Its execs are bumping into each other, heading out the door in the latest reorg. The softening online ad market doesn't bolster the company's hard-to-believe projected growth. Steve Ballmer is going hot and heavy after Yahoo engineers, and indicating that his once-and-future prey's value is declining by the Internet minute. Amid it all, CEO Jerry Yang has gone Yahoo shirt in hand, traveling through the halls of Congress, explaining that his proposed save-Yahoo-partner-with-Google plan really won't create an online ad monopoly.
In old times, newspapers would find this all great sport. They'd cover it big as the fascinating business story that it is, and that would be the extent of their interest.
Now, though, more than 40% of US dailies by circulation have hitched their 2009 growth wagons to Yahoo and its emerging AMP ad platform. AMP is the most important part of the newspaper's consortium's deal with Yahoo.

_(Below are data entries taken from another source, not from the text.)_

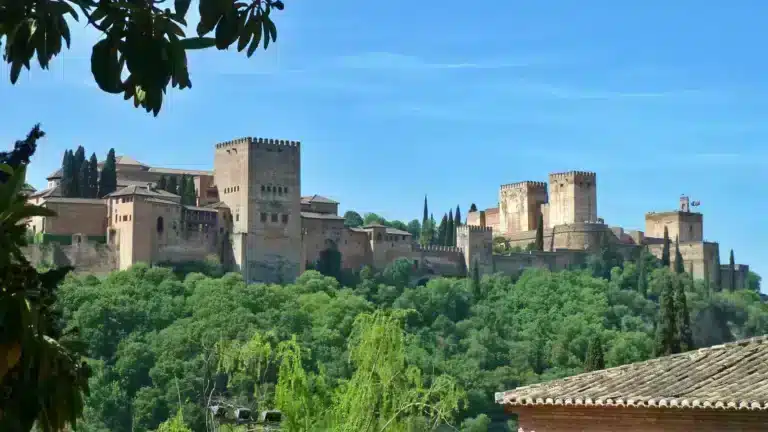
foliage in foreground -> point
(144, 45)
(159, 343)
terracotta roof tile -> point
(730, 376)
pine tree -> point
(667, 341)
(679, 265)
(540, 233)
(682, 317)
(717, 284)
(442, 230)
(173, 186)
(93, 177)
(457, 218)
(642, 277)
(732, 271)
(108, 178)
(665, 250)
(82, 180)
(594, 360)
(162, 183)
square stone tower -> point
(260, 181)
(572, 198)
(520, 206)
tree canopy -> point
(143, 45)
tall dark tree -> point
(450, 232)
(173, 185)
(93, 177)
(679, 264)
(642, 274)
(162, 183)
(667, 341)
(77, 169)
(682, 317)
(352, 219)
(665, 251)
(82, 180)
(108, 177)
(442, 230)
(717, 283)
(594, 359)
(68, 177)
(539, 245)
(732, 271)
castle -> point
(250, 214)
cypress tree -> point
(732, 271)
(665, 250)
(642, 277)
(682, 318)
(718, 282)
(82, 180)
(667, 341)
(162, 183)
(540, 233)
(173, 186)
(442, 230)
(67, 176)
(426, 237)
(594, 360)
(679, 265)
(79, 187)
(93, 177)
(108, 178)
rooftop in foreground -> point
(732, 376)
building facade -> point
(250, 215)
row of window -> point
(274, 217)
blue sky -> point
(392, 100)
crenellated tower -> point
(572, 198)
(260, 181)
(520, 206)
(477, 245)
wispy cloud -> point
(389, 61)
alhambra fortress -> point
(250, 216)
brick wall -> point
(615, 419)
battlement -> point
(257, 142)
(474, 228)
(572, 175)
(528, 185)
(437, 248)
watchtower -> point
(572, 198)
(520, 206)
(260, 181)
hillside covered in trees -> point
(165, 345)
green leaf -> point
(182, 6)
(197, 43)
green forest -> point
(154, 337)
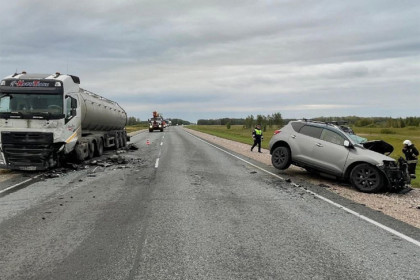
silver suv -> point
(334, 149)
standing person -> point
(411, 155)
(257, 136)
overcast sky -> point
(213, 59)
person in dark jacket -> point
(411, 155)
(257, 136)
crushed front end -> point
(396, 172)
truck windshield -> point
(31, 104)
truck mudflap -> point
(396, 174)
(29, 150)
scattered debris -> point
(132, 147)
(405, 190)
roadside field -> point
(394, 136)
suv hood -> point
(379, 146)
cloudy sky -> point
(196, 59)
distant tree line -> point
(276, 120)
(249, 122)
(134, 121)
(385, 122)
(179, 122)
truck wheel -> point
(366, 178)
(100, 148)
(124, 140)
(281, 158)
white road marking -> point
(390, 230)
(18, 184)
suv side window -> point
(297, 126)
(312, 131)
(332, 137)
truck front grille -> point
(27, 148)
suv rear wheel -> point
(281, 157)
(366, 178)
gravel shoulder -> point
(403, 207)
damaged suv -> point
(334, 149)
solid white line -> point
(18, 184)
(390, 230)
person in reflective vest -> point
(257, 136)
(411, 155)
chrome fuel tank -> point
(99, 113)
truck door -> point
(72, 122)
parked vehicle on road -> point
(156, 123)
(45, 118)
(334, 149)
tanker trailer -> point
(45, 118)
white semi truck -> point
(46, 118)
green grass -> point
(394, 136)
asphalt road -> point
(180, 208)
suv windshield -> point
(27, 104)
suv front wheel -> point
(366, 178)
(281, 157)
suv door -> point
(329, 152)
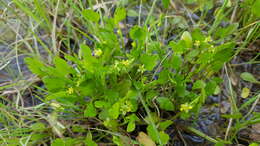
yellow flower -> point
(127, 107)
(141, 69)
(98, 52)
(70, 90)
(208, 39)
(78, 83)
(185, 107)
(197, 43)
(126, 62)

Yes, traffic programs and providing site search are helpful. It's the AMP promise, though, that newspaper CEOs talk about when asked where the growth is coming from. In short, the promise of AMP is that of sophisticated, behaviorally based, audience-targeting ad delivery system. The hope: $10 CPMs will become $20 CPMs, as new targeting (in hundreds of categories from Boston-based young, SUV-driving moms to empty nester, small-town Midwesterners) improves ad effectiveness.
At this point, AMP is supposed to roll out, first at MercuryNews.com and SFGate.com by the end of 3Q. It would then move through the consortium ranks, being in place at most sites for most/all of 2009, promising tens of millions of dollars in new revenues. Amid a year of incredible Yahoo turmoil, signs still point to substantial Yahoo investment in getting the new system in place.
Most immediately though, here's what at stake:
- Though Yahoo has talked about clearing $250-450 million annually from the deal to have Google to provide some search ads, newspaper companies are unlikely to see any additional search ad revenue out of the deal. That's because publishers got search revenue guarantees out of Yahoo as part of their multi-year deal.